Given such worrisome figures, Roxas hopes to push for better prevention and treatment for colorectal cancer.

"Colorectal cancer is actually very preventable condition. There's evidence to show that with good screening," Roxas says. Screening and a multi-modality treatment (Chemotherapy, pre-operative radiotherapy, High quality surgery) are among the factors responsible for improving Colorectal cancer ourcomes.

"The actual public health recommendation is to do fecal occult blood or a stool exam to look for microscopic blood at age 50," Roxas says. He also advises earlier screening, for those with a strong family history of Colorectal cancer, or with two or more relatives who had it.
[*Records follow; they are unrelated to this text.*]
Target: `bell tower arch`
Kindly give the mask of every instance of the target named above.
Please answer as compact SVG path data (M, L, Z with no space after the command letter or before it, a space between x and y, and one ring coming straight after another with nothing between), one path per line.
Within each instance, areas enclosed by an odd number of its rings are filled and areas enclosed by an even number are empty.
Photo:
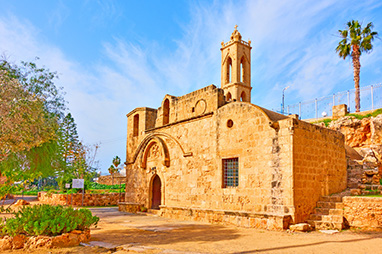
M221 88L232 101L251 102L251 41L243 41L237 30L222 42ZM244 96L243 96L244 95Z

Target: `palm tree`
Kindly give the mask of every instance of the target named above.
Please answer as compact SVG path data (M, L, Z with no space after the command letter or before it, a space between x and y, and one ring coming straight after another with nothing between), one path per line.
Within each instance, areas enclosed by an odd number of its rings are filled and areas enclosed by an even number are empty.
M121 164L121 158L119 158L118 156L115 156L115 158L113 159L114 167L118 168L119 164Z
M113 158L113 165L111 165L109 167L109 173L112 177L112 185L114 185L114 173L117 173L119 171L119 164L121 164L121 158L119 158L118 156L115 156L115 158Z
M370 22L365 28L357 20L347 23L347 29L338 30L342 40L339 42L336 52L345 59L351 56L354 69L354 87L355 87L355 111L359 112L360 92L359 92L359 73L361 70L360 56L362 52L370 52L373 49L371 42L377 37L377 32L372 32L373 23Z
M114 185L114 173L116 171L114 165L111 165L108 169L107 169L111 175L111 185Z

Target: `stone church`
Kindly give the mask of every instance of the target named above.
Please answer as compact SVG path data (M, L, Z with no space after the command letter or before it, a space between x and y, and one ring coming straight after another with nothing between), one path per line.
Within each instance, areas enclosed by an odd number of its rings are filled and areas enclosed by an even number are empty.
M251 41L221 44L221 87L127 114L124 210L283 229L346 188L344 136L251 103Z

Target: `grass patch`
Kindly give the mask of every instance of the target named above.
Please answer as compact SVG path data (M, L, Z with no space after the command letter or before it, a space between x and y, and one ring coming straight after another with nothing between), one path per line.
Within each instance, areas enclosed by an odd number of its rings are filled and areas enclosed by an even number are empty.
M382 198L382 195L357 195L356 197L365 197L365 198Z
M372 113L366 114L366 115L358 115L358 114L348 114L348 116L354 116L358 120L362 120L364 118L369 118L369 117L376 117L378 115L382 114L382 108L377 109L373 111Z
M330 123L331 121L333 121L333 120L330 119L330 118L327 118L327 119L324 119L324 120L321 120L321 121L313 122L313 124L324 123L324 124L325 124L325 127L328 127L328 126L329 126L329 123Z

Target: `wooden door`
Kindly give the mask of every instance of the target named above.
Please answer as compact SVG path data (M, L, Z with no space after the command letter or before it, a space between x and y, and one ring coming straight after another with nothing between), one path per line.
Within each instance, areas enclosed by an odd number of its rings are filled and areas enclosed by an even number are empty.
M161 205L161 186L160 178L156 175L152 183L151 209L159 209L159 206Z

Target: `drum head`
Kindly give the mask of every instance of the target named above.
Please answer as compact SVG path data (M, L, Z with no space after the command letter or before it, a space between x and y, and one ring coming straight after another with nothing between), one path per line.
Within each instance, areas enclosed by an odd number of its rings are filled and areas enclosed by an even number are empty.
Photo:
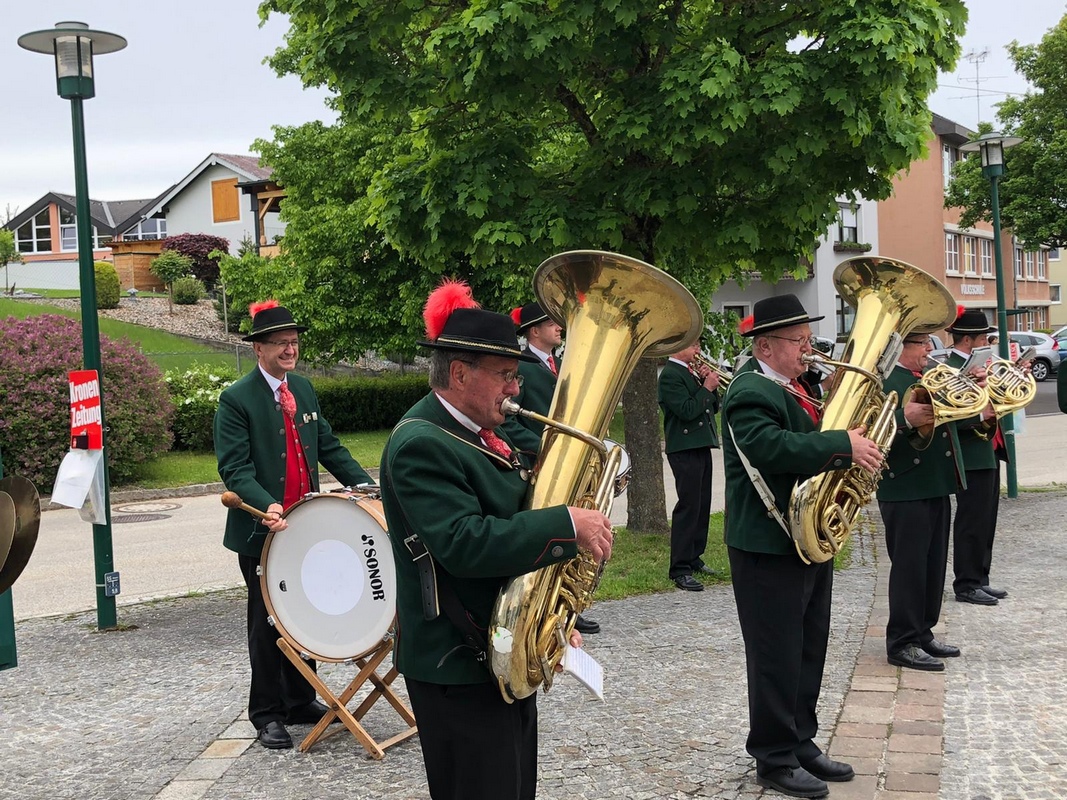
M320 494L267 537L260 583L274 624L297 650L347 661L374 650L396 615L396 570L380 500Z

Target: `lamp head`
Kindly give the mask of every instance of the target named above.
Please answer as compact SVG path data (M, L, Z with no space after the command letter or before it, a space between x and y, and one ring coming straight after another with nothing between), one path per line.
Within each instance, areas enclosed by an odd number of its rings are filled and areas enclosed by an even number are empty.
M126 40L118 34L91 30L84 22L57 22L51 30L19 37L19 47L55 57L56 89L68 100L96 94L93 55L114 53L125 46Z
M996 178L1004 174L1004 150L1014 147L1022 141L1018 136L1004 136L993 131L960 147L961 153L982 154L982 174L987 178Z

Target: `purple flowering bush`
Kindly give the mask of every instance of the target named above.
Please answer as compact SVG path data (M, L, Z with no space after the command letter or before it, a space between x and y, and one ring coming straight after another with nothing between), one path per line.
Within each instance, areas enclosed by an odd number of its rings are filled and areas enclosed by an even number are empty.
M106 444L112 483L170 448L173 404L162 374L128 341L100 337ZM0 319L0 450L5 474L51 491L70 449L67 373L81 369L81 326L43 314Z

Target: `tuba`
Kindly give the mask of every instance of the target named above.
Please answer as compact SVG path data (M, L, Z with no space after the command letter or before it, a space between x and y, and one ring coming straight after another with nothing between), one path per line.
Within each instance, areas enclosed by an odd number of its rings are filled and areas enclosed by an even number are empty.
M1037 396L1037 381L1022 368L1024 353L1019 361L994 358L985 371L985 388L997 419L1030 405Z
M885 455L896 435L897 393L882 391L909 333L940 330L956 318L956 303L941 283L918 267L890 258L851 258L834 270L837 293L856 309L819 430L867 427ZM818 357L810 357L813 362ZM834 557L878 489L879 476L858 466L801 481L789 499L789 532L805 564Z
M546 260L534 274L534 293L567 330L567 357L549 415L540 418L546 427L524 508L585 505L608 514L617 448L601 448L598 440L637 360L677 352L700 335L700 306L655 267L595 250ZM528 697L542 683L548 691L600 572L581 552L512 578L501 590L489 623L489 660L506 701Z
M1035 385L1036 391L1036 385ZM982 413L989 395L977 381L948 364L938 364L923 373L919 382L904 392L902 405L909 402L929 403L934 421L908 431L908 441L916 450L925 450L934 440L934 429L946 422L956 422Z

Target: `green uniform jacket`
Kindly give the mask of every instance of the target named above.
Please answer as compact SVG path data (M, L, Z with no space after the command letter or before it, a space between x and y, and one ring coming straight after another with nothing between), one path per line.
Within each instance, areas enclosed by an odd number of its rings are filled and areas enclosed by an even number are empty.
M1067 414L1067 368L1056 374L1056 402L1060 405L1060 411Z
M523 348L529 353L529 348ZM556 376L543 361L534 364L530 361L519 362L519 374L522 375L522 387L515 395L515 402L528 411L547 417L552 408L552 396L556 392ZM504 421L504 432L515 446L527 453L537 453L541 449L541 434L545 426L537 420L515 415Z
M967 359L959 353L952 352L949 353L948 361L945 363L959 369L967 363ZM997 455L993 449L993 434L996 433L996 429L983 425L981 414L956 422L956 432L959 435L960 455L963 457L965 469L997 468ZM982 438L978 435L979 432L988 435Z
M749 374L757 369L756 359L749 359L723 399L726 544L754 553L795 553L789 534L768 515L737 448L763 475L788 520L793 486L820 472L850 467L852 445L848 431L817 431L795 397L773 380Z
M381 485L396 554L395 663L400 672L440 684L482 683L491 677L472 651L460 647L459 631L443 610L433 620L423 616L407 536L418 534L433 556L438 584L449 581L483 631L508 578L578 554L565 506L520 511L527 479L525 469L482 447L432 392L393 430L382 453Z
M668 453L719 446L718 392L709 392L692 372L668 361L659 374L658 399Z
M910 369L899 364L889 373L883 387L886 393L904 392L916 381ZM897 409L897 434L889 448L886 468L878 484L879 500L927 500L956 493L957 483L966 487L963 459L954 422L934 428L934 440L925 450L916 450L908 441L904 409Z
M311 470L312 491L319 488L319 464L345 486L373 483L323 418L311 383L292 372L287 380L296 398L296 428ZM265 511L271 503L281 503L285 495L285 452L281 406L256 367L219 397L215 412L219 475L227 489L253 508ZM247 511L231 508L222 543L235 553L259 558L267 533Z

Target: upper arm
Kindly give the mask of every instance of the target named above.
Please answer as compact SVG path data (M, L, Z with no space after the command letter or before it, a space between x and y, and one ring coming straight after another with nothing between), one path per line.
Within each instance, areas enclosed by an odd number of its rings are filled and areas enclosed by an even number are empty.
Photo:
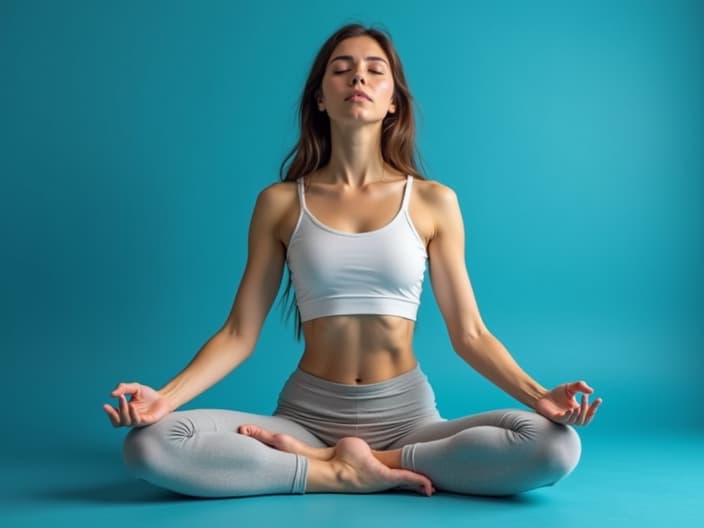
M281 196L274 185L257 196L249 225L247 264L223 330L252 347L279 291L285 248L277 236Z
M430 194L435 231L428 244L430 280L453 344L487 331L465 265L464 223L455 192L436 183Z

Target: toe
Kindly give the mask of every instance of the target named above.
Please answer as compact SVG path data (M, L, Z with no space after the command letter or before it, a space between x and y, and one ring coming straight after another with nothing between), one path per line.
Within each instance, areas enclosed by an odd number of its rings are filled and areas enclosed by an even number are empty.
M276 435L257 425L242 425L239 428L239 432L267 445L273 446L275 444Z
M247 436L254 436L257 434L258 429L256 425L240 425L237 428L237 432Z
M302 446L293 437L283 433L274 433L257 425L242 425L239 427L239 432L280 451L289 453L303 451Z
M434 488L428 477L408 471L405 469L396 470L396 478L400 483L408 488L416 490L421 495L430 496L433 494Z

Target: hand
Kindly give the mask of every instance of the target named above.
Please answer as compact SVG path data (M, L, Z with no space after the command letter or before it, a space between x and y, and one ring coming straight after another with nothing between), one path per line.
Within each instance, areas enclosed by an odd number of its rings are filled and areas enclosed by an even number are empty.
M126 394L132 395L130 401L127 401ZM171 412L166 398L140 383L120 383L110 395L118 399L118 408L115 409L106 403L103 410L114 427L142 427L158 422Z
M582 394L582 403L577 403L574 396ZM553 422L565 425L588 425L603 401L597 398L589 405L588 394L594 389L584 381L558 385L535 403L535 410Z

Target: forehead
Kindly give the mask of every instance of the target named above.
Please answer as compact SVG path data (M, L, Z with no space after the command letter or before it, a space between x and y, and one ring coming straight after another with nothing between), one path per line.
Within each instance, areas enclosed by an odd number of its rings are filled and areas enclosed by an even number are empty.
M336 60L369 60L389 63L389 58L378 42L365 35L350 37L335 46L328 64Z

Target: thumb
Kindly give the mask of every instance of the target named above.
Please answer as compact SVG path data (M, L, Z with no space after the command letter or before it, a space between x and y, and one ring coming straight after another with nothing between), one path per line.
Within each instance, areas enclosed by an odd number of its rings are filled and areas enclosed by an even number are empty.
M115 389L110 393L111 396L117 398L122 394L134 394L139 391L139 383L120 383Z

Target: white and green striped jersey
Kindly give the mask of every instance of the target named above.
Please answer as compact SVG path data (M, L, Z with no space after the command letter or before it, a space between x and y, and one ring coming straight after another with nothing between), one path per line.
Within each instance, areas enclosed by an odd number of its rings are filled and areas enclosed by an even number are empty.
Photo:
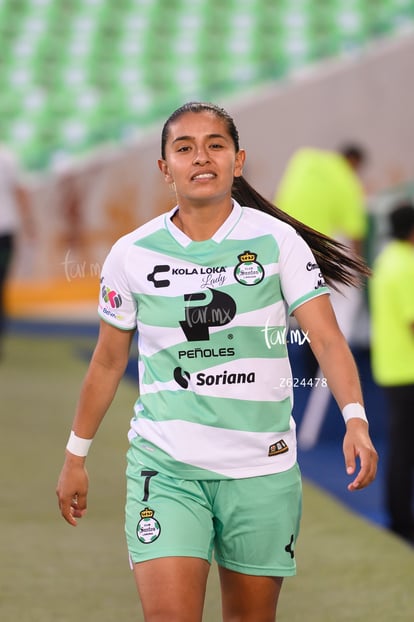
M139 399L129 438L146 467L186 479L242 478L296 461L288 314L328 293L289 225L233 210L188 238L177 208L122 237L102 269L100 316L138 330Z

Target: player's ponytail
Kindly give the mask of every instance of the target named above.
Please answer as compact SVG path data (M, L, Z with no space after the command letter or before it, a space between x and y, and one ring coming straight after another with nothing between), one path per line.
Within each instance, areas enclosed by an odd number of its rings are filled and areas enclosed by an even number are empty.
M265 212L291 225L311 248L326 282L334 289L337 289L339 283L360 285L363 277L371 274L363 259L348 246L292 218L259 194L244 177L234 178L232 196L241 205Z
M215 104L189 102L175 110L164 124L161 134L161 157L163 159L165 159L165 146L171 123L188 112L209 112L224 121L233 140L236 153L240 150L239 133L228 112ZM337 289L340 283L345 285L359 285L364 277L371 274L370 269L362 258L355 255L350 248L307 227L299 220L292 218L286 214L286 212L280 210L259 194L244 177L234 178L232 196L241 205L270 214L296 229L299 235L301 235L310 246L326 282L334 289Z

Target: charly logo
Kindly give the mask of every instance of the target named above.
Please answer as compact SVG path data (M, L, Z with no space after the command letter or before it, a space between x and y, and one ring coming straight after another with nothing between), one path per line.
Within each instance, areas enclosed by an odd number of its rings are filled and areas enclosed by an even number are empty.
M185 294L185 320L180 320L187 341L208 341L209 329L225 326L236 315L236 303L220 290ZM204 304L202 304L204 303Z
M121 294L118 294L114 289L102 285L102 298L105 302L109 302L112 309L118 309L122 304Z
M180 385L183 389L188 389L189 381L191 379L188 371L181 369L181 367L176 367L174 369L174 380L177 384ZM223 385L223 384L252 384L256 382L256 374L254 371L250 372L232 372L228 373L227 370L224 370L221 374L206 374L204 372L199 372L195 377L196 386L213 386L213 385Z
M191 268L172 268L167 264L160 264L154 266L153 271L147 274L147 281L153 283L156 288L169 287L171 284L169 279L163 279L157 276L165 272L171 272L171 276L200 275L202 277L202 288L206 288L209 285L221 286L226 280L226 268L224 266L192 266Z
M157 274L162 274L164 272L169 272L169 271L170 271L170 266L167 266L165 264L160 265L160 266L154 266L154 270L150 274L147 274L147 280L153 283L154 287L157 287L157 288L158 287L169 287L170 281L168 279L155 278Z
M285 546L285 551L286 551L286 553L289 553L291 559L293 559L295 557L295 549L293 548L294 540L295 540L295 537L294 537L294 535L292 533L292 535L290 536L289 544L287 544Z
M145 508L140 512L141 520L137 525L137 538L142 544L151 544L159 537L161 525L154 518L154 510Z
M264 278L264 268L256 261L256 253L244 251L238 255L239 263L234 268L234 278L241 285L258 285Z

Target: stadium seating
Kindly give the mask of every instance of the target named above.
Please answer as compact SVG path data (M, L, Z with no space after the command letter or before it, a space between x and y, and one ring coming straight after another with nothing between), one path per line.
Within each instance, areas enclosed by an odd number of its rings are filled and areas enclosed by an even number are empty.
M0 0L0 137L30 169L414 22L414 0Z

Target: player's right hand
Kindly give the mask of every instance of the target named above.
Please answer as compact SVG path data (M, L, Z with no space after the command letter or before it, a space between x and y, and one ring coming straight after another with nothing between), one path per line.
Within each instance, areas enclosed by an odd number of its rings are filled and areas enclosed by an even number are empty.
M63 518L76 527L77 519L86 512L89 478L85 458L66 452L66 460L59 475L56 494Z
Roxas says, screening should be done 10 years before the age of diagnosis of relatives with Colorectal cancer. "Colonoscopy is the most accurate and best test," Roxas adds.

Roxas says, a number of palliative and curative treatments are available for those found to have Colorectal cancer.

"Colorectal treatment is rapidly evolving. Younger patients may tolerate aggressive treatment better. With the older medication, the life span of a Stage 4 patient is 6 months, but with newer chemotherapy agents they've gone beyond two years," Roxas says.

He counts a high-protein and highly processed diet, carcinogens, smoking, alcohol, stress, and a sedentary lifestyle among the factors of Colorectal cancer.

He says, people should have themselves checked at the first signs of the problem. Symptoms include: blood in the stool, changes in bowel movement, unexplained weight loss, unexplained anemia, frequent abdominal pain.

Amid today's hurried pace and ever changing lifestyles, experts say, early detection is still key to battling the disease.